La lirica corale e Pindaro

Pindaro

Considerato il maggior esponente della lirica corale greca, Pindaro fu poco apprezzato nella Grecia classica sia per le sue posizioni conservatrici in politica, morale e religione, sia per lo stile così denso e talvolta oscuro della sua poesia. Conobbe miglior fortuna in età alessandrina, e tra gli scrittori latini, fu suo grande ammiratore Orazio, che ne mutuò temi e spunti, ma che tuttavia non intese mai entrare in competizione con la sua poesia.
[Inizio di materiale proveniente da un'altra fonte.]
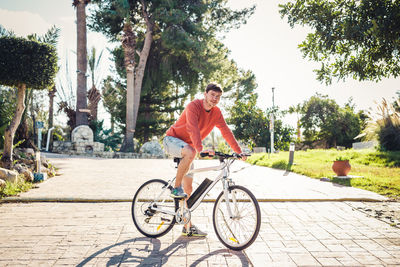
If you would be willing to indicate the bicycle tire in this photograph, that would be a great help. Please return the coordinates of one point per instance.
(241, 231)
(158, 223)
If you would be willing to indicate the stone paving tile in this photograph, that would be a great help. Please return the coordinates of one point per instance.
(97, 234)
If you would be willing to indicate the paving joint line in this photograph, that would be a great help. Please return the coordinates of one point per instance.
(114, 200)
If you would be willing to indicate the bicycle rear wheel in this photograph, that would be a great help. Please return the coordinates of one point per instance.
(241, 230)
(150, 222)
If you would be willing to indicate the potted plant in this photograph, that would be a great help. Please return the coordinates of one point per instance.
(341, 166)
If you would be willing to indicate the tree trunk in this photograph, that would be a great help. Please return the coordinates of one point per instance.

Un cantore dell'aristocrazia

Pindaro nacque a Cinocefale presso Tebe (in Beozia) nel 522 o quattro anni più tardi, nel 518 a.C. dalla nobile famiglia degli Egidi e completò ad Atene la sua formazione poetica e musicale, studiando con Laso d'Ermione. Il primo componimento attestato è la Pitica X, scritta nel 498 a.C. per un giovane della casata degli Alevadi di Tessaglia. Successivamente celebrò esponenti dell'aristocrazia ateniese. Nel periodo delle grandi guerre contro l'aggressore persiano, l'orientamento politico di Pindaro fu di neutralità o forse di simpatia per la Persia, in armonia con le tendenze prevalenti nella sua città natale. Poeta itinerante, si trasferì nel 476 in Sicilia alla corte dei tiranni Ierone di Siracusa e Terone di Agrigento, di cui celebrò le vittorie nei giochi panellenici. Rivaleggiò con Simonide e Bacchilide, che talvolta gli venne preferito e a cui rinfacciò di dedicarsi alla poesia per interesse, pur essendo egli stesso legato alle sorti e agli incarichi dei committenti. A Bacchilide si sentiva forse superiore per la dimensione etico-religiosa della propria opera. Tornato in Grecia, si spostò da Egina a Rodi, poi a Corinto; fu in seguito in Macedonia e a Cirene. Morì ad Argo nel 438 a.C., dopo aver raggiunto gli ottant'anni, reclinando il capo, secondo la leggenda, sulle ginocchia del giovane Teosseno di Tenedo, da lui cantato nell'XI Nemea.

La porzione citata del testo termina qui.